Publiée à l’occasion des commémorations du 150e anniversaire de la mort d’Hector Berlioz (1803-1869), cette courte biographie par l’ethnomusicologue, Bruno Messina, directeur du Festival Berlioz, réussit un tour de force. Riche de tout son savoir à travers une bibliographie pléthorique, l’auteur ne se contente pas de décrire et de commenter à nouveau un parcours hors du commun. Il éclaire, met en perspective, propose des explications.

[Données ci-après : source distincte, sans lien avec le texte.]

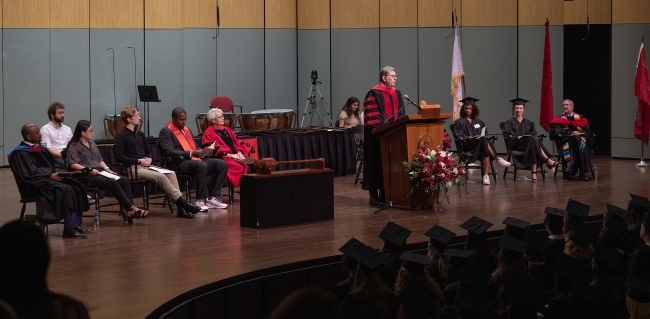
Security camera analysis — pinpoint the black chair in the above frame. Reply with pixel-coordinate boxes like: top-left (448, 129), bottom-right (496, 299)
top-left (499, 122), bottom-right (548, 181)
top-left (449, 123), bottom-right (498, 183)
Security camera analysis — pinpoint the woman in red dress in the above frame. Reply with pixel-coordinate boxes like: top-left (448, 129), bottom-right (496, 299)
top-left (201, 108), bottom-right (250, 187)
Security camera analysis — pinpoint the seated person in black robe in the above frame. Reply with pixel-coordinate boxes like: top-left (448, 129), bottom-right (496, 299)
top-left (550, 100), bottom-right (594, 181)
top-left (450, 96), bottom-right (510, 185)
top-left (8, 124), bottom-right (90, 238)
top-left (502, 98), bottom-right (558, 183)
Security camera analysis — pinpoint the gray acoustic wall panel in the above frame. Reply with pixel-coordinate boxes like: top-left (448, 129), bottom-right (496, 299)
top-left (611, 24), bottom-right (650, 159)
top-left (50, 29), bottom-right (90, 134)
top-left (516, 26), bottom-right (564, 150)
top-left (90, 29), bottom-right (145, 139)
top-left (264, 29), bottom-right (298, 112)
top-left (297, 30), bottom-right (330, 126)
top-left (217, 29), bottom-right (264, 113)
top-left (375, 28), bottom-right (419, 114)
top-left (418, 28), bottom-right (454, 114)
top-left (144, 30), bottom-right (184, 136)
top-left (462, 27), bottom-right (517, 138)
top-left (2, 29), bottom-right (50, 154)
top-left (183, 29), bottom-right (217, 125)
top-left (332, 29), bottom-right (380, 125)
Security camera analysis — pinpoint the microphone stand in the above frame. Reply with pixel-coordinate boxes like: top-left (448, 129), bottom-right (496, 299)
top-left (106, 48), bottom-right (117, 139)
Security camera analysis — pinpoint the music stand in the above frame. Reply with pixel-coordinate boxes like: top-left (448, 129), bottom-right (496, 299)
top-left (138, 85), bottom-right (161, 136)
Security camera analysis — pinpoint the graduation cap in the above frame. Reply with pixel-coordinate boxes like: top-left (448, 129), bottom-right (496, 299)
top-left (379, 222), bottom-right (411, 247)
top-left (460, 96), bottom-right (478, 105)
top-left (424, 225), bottom-right (456, 246)
top-left (399, 251), bottom-right (429, 271)
top-left (607, 204), bottom-right (627, 220)
top-left (524, 228), bottom-right (551, 254)
top-left (566, 199), bottom-right (591, 218)
top-left (339, 237), bottom-right (366, 257)
top-left (510, 98), bottom-right (530, 105)
top-left (350, 246), bottom-right (388, 270)
top-left (499, 236), bottom-right (528, 254)
top-left (460, 216), bottom-right (493, 235)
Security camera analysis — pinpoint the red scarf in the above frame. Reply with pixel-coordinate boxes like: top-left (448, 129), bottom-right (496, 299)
top-left (372, 83), bottom-right (399, 120)
top-left (167, 121), bottom-right (201, 161)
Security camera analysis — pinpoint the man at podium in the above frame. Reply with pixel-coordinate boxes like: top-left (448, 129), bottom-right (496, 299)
top-left (361, 66), bottom-right (406, 205)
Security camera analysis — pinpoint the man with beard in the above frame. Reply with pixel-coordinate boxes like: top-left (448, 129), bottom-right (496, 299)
top-left (41, 102), bottom-right (72, 169)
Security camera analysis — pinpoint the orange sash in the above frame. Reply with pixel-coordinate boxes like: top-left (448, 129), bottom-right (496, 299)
top-left (167, 121), bottom-right (201, 161)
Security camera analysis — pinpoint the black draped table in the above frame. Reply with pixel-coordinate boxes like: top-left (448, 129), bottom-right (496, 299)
top-left (95, 129), bottom-right (356, 176)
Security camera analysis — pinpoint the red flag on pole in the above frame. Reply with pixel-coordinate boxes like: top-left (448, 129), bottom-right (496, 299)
top-left (539, 21), bottom-right (553, 132)
top-left (634, 42), bottom-right (650, 145)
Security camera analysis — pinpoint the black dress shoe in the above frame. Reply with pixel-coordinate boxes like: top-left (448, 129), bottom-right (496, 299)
top-left (176, 207), bottom-right (194, 219)
top-left (63, 228), bottom-right (86, 238)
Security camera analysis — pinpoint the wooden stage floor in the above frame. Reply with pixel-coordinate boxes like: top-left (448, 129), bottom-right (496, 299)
top-left (0, 157), bottom-right (650, 318)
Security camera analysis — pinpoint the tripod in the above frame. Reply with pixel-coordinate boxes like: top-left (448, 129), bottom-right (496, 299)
top-left (300, 77), bottom-right (334, 127)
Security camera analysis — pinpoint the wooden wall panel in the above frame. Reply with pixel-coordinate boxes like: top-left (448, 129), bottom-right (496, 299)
top-left (379, 0), bottom-right (418, 28)
top-left (612, 0), bottom-right (650, 23)
top-left (264, 0), bottom-right (296, 29)
top-left (89, 0), bottom-right (144, 29)
top-left (519, 0), bottom-right (564, 25)
top-left (144, 0), bottom-right (183, 29)
top-left (2, 0), bottom-right (50, 29)
top-left (564, 0), bottom-right (608, 24)
top-left (418, 0), bottom-right (463, 28)
top-left (219, 0), bottom-right (264, 29)
top-left (183, 0), bottom-right (215, 28)
top-left (460, 0), bottom-right (516, 27)
top-left (298, 0), bottom-right (330, 29)
top-left (50, 0), bottom-right (90, 29)
top-left (331, 0), bottom-right (379, 29)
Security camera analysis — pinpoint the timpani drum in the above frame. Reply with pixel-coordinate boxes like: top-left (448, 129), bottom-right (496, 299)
top-left (251, 109), bottom-right (295, 130)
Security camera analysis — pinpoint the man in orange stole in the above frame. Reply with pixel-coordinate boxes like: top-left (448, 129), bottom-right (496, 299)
top-left (158, 107), bottom-right (228, 211)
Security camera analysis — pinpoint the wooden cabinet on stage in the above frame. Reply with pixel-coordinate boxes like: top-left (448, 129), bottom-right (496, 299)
top-left (372, 108), bottom-right (451, 206)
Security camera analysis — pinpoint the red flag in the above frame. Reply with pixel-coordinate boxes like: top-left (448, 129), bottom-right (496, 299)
top-left (539, 21), bottom-right (553, 132)
top-left (634, 42), bottom-right (650, 145)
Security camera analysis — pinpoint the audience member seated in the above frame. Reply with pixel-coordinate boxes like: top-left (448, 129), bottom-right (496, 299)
top-left (114, 106), bottom-right (201, 219)
top-left (67, 120), bottom-right (149, 224)
top-left (503, 98), bottom-right (558, 183)
top-left (41, 102), bottom-right (72, 169)
top-left (8, 124), bottom-right (90, 238)
top-left (201, 108), bottom-right (250, 187)
top-left (338, 96), bottom-right (363, 128)
top-left (158, 107), bottom-right (228, 211)
top-left (550, 99), bottom-right (594, 181)
top-left (452, 97), bottom-right (510, 185)
top-left (0, 220), bottom-right (90, 319)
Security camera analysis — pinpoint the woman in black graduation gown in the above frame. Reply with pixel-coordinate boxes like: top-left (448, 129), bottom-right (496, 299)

Après une introduction qui nous place au cœur du sujet, Bruno Messina peint, en vingt-six tableaux sous forme de pochades, un portrait impressionniste de ce génie musical mal aimé. Enfance à La Côte Saint-André sur la rude terre de ses ancêtres où la danse et la chasse lui apprennent à toujours avancer. Futures sources d’inspiration trouvées dans la bibliothèque paternelle. Premier émoi amoureux qui restera inaltérable. Rudiments de pratique musicale à travers le flageolet, la flûte, puis la guitare. Puis, baccalauréat ès lettres en poche, débarquement à Paris en diligence sous prétexte d’étudier la médecine. Dégoûté par la saleté et la misère de la ville, horrifié par les dissections de cadavres, Hector trouve le salut en découvrant l’orchestre de l’Opéra, rue Le Peletier. Le 26 novembre 1821, il assiste à Iphigénie en Tauride de Gluck. Messina écrit : « Sidéré devant tant de beauté, les décors, les voix – dont celle du ténor Adolphe Nourrit – et un orchestre de quatre-vingts musiciens, il pleure, il tremble… À partir de là « Berlioz avance seul, en aventurier, avec pour boussole ses intuitions et les rudiments de solfège légués par son père et les modestes professeurs de son adolescence […] Il apprend la musique en se plongeant dans les partitions […] sans rien connaître, ou presque, du timbre des instruments, du grain des voix, des sonorités de l’orchestre ».
Sa rencontre décisive avec Jean-François Lesueur qui reconnaît en lui le génie lui permet de s’introduire dans la sphère musicale parisienne. Après l’immense succès de La Messe solennelle – produite et dirigée lui-même – Berlioz se soumet un temps à l’enseignement du Conservatoire qu’il rejettera rapidement, non sans avoir concouru cinq fois au Prix de Rome avant de réussir à convaincre le jury de lui attribuer le premier prix. Pour lui, comme pour Gluck, « Il n’est aucune règle, […] la musique est émancipée. Elle fait ce qu’elle veut ». Sur la scène de l’Odéon, Hector, admirateur éperdu de Shakespeare, découvre Harriet en Ophélie. Il est foudroyé. On connaît la suite de ses multiples tourments amoureux qui s’entrecroisent avant qu’il ne retrouve tardivement l’Estelle qui a ébloui sa jeunesse. Berlioz n’a-t-il pas terminé ses Mémoires en nous disant : «… l’amour ne peut pas donner une idée de la musique, la musique peut en donner une de l’amour […] ce sont les deux ailes de l’âme.» ?
Compositeur avant tout, mais aussi orchestrateur, arrangeur, chef d’orchestre reconnu dans un répertoire allant de Haendel à Weber en passant par Beethoven, Gluck et même Rossini… Également écrivain brillant, sachant manier l’humour caustique – il se fait journaliste pour subvenir à ses besoins matériels. Comme l’écrit Bruno Messina, Berlioz semble vivre « en exil dans son propre pays » où on lui barre la route et où il a un mal fou à faire entendre sa musique durablement dans de bonnes conditions. L’immense succès en 1837 de sa Grande messe des morts est suivi peu après par le fiasco de Benvenuto Cellini. Pour se faire apprécier, il doit voyager à l’étranger. Franz Liszt l’épaule en Autriche, Mendelssohn est son ami, l’Angleterre et la Russie lui ouvrent les bras. Surtout, Paganini lui apporte un soutien financier considérable qui le sauve. Même Les Troyens, son ultime et immense chef-d’œuvre lyrique, aujourd’hui universellement reconnu comme novateur à son époque, n’a pas été représenté de son vivant dans son intégralité.
Prise par Nadar en 1860, neuf ans avant la disparition de Berlioz épuisé, la poignante photographie illustrant la couverture de ce livre écrit pour célébrer son génie montre un homme amaigri, le regard morne, la bouche amère.